My Mind Is Not the CPU for Bureaucracy

I don’t usually do New Year’s resolutions, but this year I made an exception. It’s not a goal but a boundary, and it’s that I want to stop spending thinking capacity on problems AI can handle well enough.

Things like passport renewals, car maintenance, and health insurance paperwork aren’t intellectually hard problems for me. They’re high-friction re-entries into suspended projects that steal the same executive function I need for creative work. So I’m experimenting with an approach where Claude Code does the thinking and I become the hands and feet that execute.

You might be wondering why I’d give up that much control, but the thing is that I’m not giving up control over outcomes, just over the tedious context-reconstruction that precedes every action.

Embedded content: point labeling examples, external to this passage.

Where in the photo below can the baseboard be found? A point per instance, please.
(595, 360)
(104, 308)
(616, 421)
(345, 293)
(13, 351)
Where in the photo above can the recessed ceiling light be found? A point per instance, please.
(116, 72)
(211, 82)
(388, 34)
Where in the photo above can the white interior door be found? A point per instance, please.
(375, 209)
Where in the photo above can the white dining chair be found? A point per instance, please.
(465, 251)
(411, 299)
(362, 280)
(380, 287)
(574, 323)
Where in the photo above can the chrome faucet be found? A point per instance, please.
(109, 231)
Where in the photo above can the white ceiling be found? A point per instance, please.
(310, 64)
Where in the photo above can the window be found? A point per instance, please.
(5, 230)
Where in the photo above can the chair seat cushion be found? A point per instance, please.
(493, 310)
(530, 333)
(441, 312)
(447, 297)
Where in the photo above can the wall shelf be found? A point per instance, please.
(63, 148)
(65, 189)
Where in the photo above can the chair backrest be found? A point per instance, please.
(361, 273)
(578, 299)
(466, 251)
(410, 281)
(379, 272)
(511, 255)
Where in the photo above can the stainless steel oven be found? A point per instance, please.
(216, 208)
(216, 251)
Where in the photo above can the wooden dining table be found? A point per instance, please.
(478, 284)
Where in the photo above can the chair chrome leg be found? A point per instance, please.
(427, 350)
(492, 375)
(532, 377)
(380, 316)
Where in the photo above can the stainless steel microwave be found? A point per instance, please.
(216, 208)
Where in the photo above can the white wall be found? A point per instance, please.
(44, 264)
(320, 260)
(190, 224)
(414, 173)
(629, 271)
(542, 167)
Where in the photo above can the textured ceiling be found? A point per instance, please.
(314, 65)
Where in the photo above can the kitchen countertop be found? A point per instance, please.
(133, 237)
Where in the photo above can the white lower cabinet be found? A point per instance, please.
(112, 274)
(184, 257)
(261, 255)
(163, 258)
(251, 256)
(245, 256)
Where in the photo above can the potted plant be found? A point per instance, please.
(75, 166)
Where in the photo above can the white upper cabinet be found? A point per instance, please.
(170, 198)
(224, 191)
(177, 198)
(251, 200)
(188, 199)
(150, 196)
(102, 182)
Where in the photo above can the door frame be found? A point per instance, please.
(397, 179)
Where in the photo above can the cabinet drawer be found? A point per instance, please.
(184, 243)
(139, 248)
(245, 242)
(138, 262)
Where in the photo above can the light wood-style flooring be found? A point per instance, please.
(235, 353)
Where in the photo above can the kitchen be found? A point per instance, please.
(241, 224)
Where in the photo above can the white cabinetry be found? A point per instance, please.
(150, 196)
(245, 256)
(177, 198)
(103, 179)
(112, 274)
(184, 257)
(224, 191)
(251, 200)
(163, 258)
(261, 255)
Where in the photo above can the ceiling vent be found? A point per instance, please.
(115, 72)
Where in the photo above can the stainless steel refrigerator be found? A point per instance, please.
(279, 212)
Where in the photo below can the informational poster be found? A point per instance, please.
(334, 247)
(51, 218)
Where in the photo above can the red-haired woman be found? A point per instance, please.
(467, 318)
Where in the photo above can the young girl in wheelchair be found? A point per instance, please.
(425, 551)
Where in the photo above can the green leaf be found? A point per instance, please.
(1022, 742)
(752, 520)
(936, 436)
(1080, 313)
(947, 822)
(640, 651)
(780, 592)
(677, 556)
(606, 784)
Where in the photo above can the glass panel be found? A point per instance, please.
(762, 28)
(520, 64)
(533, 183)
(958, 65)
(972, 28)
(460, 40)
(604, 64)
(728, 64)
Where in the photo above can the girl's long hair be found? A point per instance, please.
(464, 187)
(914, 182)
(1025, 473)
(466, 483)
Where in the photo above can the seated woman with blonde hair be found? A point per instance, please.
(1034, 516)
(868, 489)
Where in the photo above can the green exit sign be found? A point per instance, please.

The Problem Isn’t Time, It’s Context

The standard productivity narrative says “do things faster.” But I’ve realized that for life admin, speed isn’t the bottleneck. The bottleneck is cognitive re-entry.

Every time I return to a bureaucratic project (health insurance setup, car inspection scheduling, government ID renewal), I pay a tax, and it’s not a time tax but a thinking tax. I have to reload the entire context: What did I do last time? Where’s that document? What’s the phone number? What did the person say?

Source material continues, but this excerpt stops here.